Sanford has
first-day victory with Senate rule changes
JIM
DAVENPORT Associated
Press
COLUMBIA, S.C. - Gov. Mark Sanford won his
first political victory of the year Tuesday as the Senate approved
rule changes that make it more likely his agenda will at least get
voted on by lawmakers.
Last June, after watching a number of his priorities pass the
House and languish in the Senate, Sanford called on senators to
change their rules. Top Senate Republicans have worked on new rules
since going home last June.
The biggest change is a rule allowing filibusters to be cut off
with 26 votes or 60 percent of the present senators voting, down
from a minimum 28 votes.
"I believe these rule changes advance our state's democratic
process while preserving the deliberative tradition of the Senate,"
Sanford said.
The new rules are expected to force more issues to votes and make
Senate committees refine legislation before sending bills to the
floor.
"More of the business of the Senate will be done out on the floor
in a competitive environment," said Senate President Pro Tem Glenn
McConnell, R-Charleston. "We'll get around the gridlock."

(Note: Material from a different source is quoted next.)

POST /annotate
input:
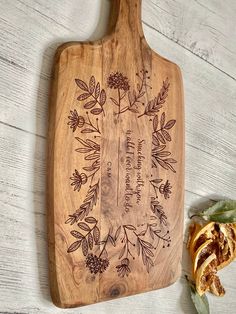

It's not just Sanford's projects that have gone nowhere. For the
past two years, Republicans and Democrats have used Senate rules to
block legislation to the point that sessions have ended in the midst
of filibusters.
Changing the rules is easy on the first day of the two-year
General Assembly because it requires only a simple majority vote
instead of the two-third vote needed later on.
And the Republicans, with 26 of the chamber's 46 seats, had
enough votes Tuesday to routinely defeat amendments offered by Sen.
Jake Knotts, R-Columbia, and a handful of Democrats.
"This is allowing the majority to be the majority," said Senate
Majority Leader Hugh Leatherman, R-Florence.
But Knotts said the changes will keep senators from serving
voters by stalling bad legislation. And they have loopholes. "The
rules that we passed can be circumvented," Knotts said.
The rules also take power away from Democratic leaders, who will
no longer be able to appoint anyone to conference committees that
work out difference between House and Senate versions of bills.
The new rules could trip up Republicans, said Sen. Robert Ford,
D-Charleston. Last year, six of seven filibusters in the Senate were
started by GOP lawmakers, Ford said.